Friday, 28 February

  • 08:00 - 12:00
    Registration
    Foyer
  • 08:00 - 09:00
    Breakfast
    Pacific Ballroom D
  • 09:00 - 09:05
    Welcome and Opening Remarks
    Pacific Ballroom
  • 09:05 - 10:05
    Keynote talk by Nick Nikiforakis (Stony Book University)
    Pacific Ballroom
    • In this talk, we take a step back and argue that many varied and seemingly unrelated attacks on the web are actually symptoms of one deeper problem that has existed since the web's inception. Whether it is attacks due to expired domain names, cloaking done by malicious websites, malvertising, or even our growing distrust of the news can be largely attributed back to the issue of stateless linking. Stateless linking refers to the absence of any integrity guarantees between the time that a link for a remote resource was created, to a future time when this link is resolved by web clients. We draw on 10+ years of research to demonstrate how stateless linking and the resulting lack of content integrity is the true culprit for many of our past, current, and likely future web problems. Successfully tackling this one really challenging problem, has the potential of solving many of our web woes.

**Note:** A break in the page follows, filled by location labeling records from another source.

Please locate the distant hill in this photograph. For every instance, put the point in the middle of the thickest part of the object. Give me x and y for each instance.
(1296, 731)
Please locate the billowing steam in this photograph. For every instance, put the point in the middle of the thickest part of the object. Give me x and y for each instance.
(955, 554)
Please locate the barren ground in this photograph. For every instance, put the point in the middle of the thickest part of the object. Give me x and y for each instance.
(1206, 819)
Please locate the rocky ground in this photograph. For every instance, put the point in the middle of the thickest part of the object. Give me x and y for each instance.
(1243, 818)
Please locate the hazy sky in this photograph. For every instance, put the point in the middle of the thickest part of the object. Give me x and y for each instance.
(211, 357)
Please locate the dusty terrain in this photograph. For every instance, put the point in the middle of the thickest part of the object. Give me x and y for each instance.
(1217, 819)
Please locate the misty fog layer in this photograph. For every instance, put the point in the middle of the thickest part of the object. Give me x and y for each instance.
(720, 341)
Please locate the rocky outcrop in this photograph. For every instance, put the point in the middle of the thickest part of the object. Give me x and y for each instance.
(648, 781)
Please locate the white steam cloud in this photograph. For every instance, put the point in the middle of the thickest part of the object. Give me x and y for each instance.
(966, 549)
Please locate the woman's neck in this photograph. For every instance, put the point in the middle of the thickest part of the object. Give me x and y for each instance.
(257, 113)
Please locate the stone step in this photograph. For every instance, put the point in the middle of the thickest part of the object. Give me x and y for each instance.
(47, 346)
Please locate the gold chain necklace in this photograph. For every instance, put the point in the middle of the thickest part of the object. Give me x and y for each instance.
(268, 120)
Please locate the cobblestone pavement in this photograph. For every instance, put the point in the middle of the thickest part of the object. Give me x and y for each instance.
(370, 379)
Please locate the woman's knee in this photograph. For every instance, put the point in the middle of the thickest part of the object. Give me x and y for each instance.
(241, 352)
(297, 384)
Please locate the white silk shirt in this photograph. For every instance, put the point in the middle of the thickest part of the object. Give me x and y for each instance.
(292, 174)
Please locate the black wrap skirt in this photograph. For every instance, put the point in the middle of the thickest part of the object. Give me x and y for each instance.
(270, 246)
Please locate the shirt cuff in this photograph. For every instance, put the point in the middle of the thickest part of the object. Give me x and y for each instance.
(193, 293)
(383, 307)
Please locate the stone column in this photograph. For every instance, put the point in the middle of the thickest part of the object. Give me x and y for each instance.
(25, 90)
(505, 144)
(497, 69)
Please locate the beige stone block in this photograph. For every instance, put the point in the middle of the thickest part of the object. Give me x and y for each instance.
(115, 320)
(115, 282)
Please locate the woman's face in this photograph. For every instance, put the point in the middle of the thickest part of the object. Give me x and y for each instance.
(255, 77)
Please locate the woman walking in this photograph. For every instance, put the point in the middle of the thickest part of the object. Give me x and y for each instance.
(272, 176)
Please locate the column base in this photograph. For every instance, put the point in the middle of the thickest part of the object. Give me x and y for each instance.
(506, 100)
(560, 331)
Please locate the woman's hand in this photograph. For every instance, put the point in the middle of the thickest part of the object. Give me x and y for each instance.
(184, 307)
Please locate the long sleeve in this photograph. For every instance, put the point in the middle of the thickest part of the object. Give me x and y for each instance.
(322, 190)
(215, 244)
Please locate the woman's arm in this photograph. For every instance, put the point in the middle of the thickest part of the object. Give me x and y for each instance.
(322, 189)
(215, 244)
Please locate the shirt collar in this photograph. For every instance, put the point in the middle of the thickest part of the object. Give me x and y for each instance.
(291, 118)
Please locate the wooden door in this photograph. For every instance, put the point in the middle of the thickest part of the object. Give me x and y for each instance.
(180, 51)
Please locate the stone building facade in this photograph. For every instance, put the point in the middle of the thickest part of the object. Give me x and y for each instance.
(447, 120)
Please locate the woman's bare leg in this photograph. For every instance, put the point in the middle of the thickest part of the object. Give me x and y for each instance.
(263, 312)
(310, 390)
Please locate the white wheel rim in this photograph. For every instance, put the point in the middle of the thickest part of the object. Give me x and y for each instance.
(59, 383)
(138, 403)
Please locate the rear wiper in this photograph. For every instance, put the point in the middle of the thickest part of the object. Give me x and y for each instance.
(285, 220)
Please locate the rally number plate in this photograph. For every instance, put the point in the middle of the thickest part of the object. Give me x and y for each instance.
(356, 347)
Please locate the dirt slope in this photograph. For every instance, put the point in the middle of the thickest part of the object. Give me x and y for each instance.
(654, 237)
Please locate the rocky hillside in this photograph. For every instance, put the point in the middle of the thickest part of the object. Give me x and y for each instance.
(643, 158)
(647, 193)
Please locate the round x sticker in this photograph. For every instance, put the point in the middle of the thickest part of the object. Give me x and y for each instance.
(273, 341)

      Speaker's Biography: Nick Nikiforakis (PhD'13) is an Associate Professor in the Department of Computer Science at Stony Brook University. He leads the PragSec Lab, where his students conduct research in cyber security, with a focus on web and network security. He is the author of more than 90 peer-reviewed academic publications and his work is often discussed in the popular press. He is the recipient of the National Science Foundation CAREER award (2020), the Office of Naval Research Young Investigator Award (2020), as well as a range of other security-related and privacy-related awards by federal funding agencies. Next to multiple best-paper awards, the National Security Agency awarded him the "Best Scientific Cybersecurity Paper" award for his research on certificate transparency abuse in 2023.

  • 10:05 - 10:20
    Morning Break
    Pacific Ballroom D
  • 10:20 - 12:00
    Session 1: Network Meets the Web
    Pacific Ballroom
    • Tomer Schwartz (Data and Security Laboratory Fujitsu Research of Europe Ltd), Ofir Manor (Data and Security Laboratory Fujitsu Research of Europe Ltd), Andikan Otung (Data and Security Laboratory Fujitsu Research of Europe Ltd)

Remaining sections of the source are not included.